Comparison to Lanczos

Page 29: Stochastic SVD on Hadoop Shannon Quinn (with thanks to Gunnar Martinsson and Nathan Halko of UC Boulder, and Joel Tropp of CalTech)

Comparison to Lanczos

Page 30: Stochastic SVD on Hadoop Shannon Quinn (with thanks to Gunnar Martinsson and Nathan Halko of UC Boulder, and Joel Tropp of CalTech)

Comparison to Lanczos

Page 31: Stochastic SVD on Hadoop Shannon Quinn (with thanks to Gunnar Martinsson and Nathan Halko of UC Boulder, and Joel Tropp of CalTech)

Comparison to Lanczos

Page 32: Stochastic SVD on Hadoop Shannon Quinn (with thanks to Gunnar Martinsson and Nathan Halko of UC Boulder, and Joel Tropp of CalTech)

Datasets

• Wikipedia-all

• Wikipedia-MAX

Page 33: Stochastic SVD on Hadoop Shannon Quinn (with thanks to Gunnar Martinsson and Nathan Halko of UC Boulder, and Joel Tropp of CalTech)

That’s SSVD!

Page 34: Stochastic SVD on Hadoop Shannon Quinn (with thanks to Gunnar Martinsson and Nathan Halko of UC Boulder, and Joel Tropp of CalTech)

Resources

• Randomized methods for computing the SVD of very large matrices– http://web.stanford.edu/group/mmds/slides2010/Martinsson.pdf

• Randomized methods for computing low-rank approximations of matrices– https://amath.colorado.edu/faculty/martinss/Pubs/2012_halko_dissertation.pdf

• SSVD on Mahout– https://mahout.apache.org/users/algorithms/d-ssvd.html

http://web.stanford.edu/group/mmds/slides2010/Martinsson.pdf

https://amath.colorado.edu/faculty/martinss/Pubs/2012_halko_dissertation.pdf

https://mahout.apache.org/users/algorithms/d-ssvd.html

Jonas Martinsson Blog (FeedJournal)

The New Jersey Chapter of ASHRAE Newsletter … · Refrigeration Dave Halko 856-355-4153 ... Back Row (Left To Right), ... November 2013 THERMOGRAM PAGE 10 ASHRAE, AHR Expo Return

Education Friendship Ethnocentrism Bremen · EDUCATION, FRIENDSHIP, AND ETHNOCENTRISM 5 ethnocentric than lowly educated individuals (Pettigrew and Tropp, 2011).
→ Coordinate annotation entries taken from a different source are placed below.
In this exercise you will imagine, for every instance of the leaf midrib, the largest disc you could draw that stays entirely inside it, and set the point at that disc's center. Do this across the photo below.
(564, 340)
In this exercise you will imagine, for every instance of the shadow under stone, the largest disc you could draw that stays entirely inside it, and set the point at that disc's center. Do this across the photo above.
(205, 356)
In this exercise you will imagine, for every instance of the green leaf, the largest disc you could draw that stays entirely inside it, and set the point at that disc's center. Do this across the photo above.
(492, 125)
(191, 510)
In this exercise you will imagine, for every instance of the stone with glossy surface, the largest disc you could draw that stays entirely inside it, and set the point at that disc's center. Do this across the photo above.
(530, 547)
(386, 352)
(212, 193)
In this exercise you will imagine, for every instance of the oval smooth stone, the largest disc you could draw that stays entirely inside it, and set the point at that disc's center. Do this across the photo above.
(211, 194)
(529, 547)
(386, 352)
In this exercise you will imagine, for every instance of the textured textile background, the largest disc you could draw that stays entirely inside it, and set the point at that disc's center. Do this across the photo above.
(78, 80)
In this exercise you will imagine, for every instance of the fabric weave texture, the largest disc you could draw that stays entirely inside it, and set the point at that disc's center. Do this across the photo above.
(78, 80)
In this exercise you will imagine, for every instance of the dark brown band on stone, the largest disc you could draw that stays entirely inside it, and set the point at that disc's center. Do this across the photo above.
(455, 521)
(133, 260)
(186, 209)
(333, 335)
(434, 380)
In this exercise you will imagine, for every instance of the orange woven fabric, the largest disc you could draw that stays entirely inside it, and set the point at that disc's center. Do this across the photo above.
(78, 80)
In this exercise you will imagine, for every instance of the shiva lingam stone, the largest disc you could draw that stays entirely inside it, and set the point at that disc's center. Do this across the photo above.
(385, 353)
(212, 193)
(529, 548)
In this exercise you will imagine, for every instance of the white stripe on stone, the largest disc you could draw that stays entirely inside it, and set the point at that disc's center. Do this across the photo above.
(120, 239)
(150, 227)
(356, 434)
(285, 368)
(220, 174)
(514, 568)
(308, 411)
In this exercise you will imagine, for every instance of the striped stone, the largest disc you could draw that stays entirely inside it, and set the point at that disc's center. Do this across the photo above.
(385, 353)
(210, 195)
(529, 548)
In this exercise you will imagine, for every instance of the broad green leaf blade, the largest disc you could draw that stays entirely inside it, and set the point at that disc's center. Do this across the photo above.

Educational attainment

Maturing Extreme Programming Through the CMM - Jonas Martinsson

Linda R. Tropp · Curriculum Vitae December 2016 Department of Psychological and Brain Sciences e-mail: [email protected] Tobin Hall, 135 Hicks Way office: Tobin Hall, room 637

Response option order effects. Scale lengths and horizontal or vertical layout. Johan Martinsson University of Gothenburg

Implementing Safety Management Systems for Aviation into ...ijme.us/cd_08/PDF/164ent203.pdfPurdue University, Department of Aviation Technology [email protected] Abstract While the

100 Meters - Centerville Public Schools / Homepage · 100 Meters Boys Time Kyle Carlson 10.91 Craig Halko 11.1 Steven Halko 11.3 Chris Halko 11.3 Pat Halko 11.4 ... Linda Guisti 105'5"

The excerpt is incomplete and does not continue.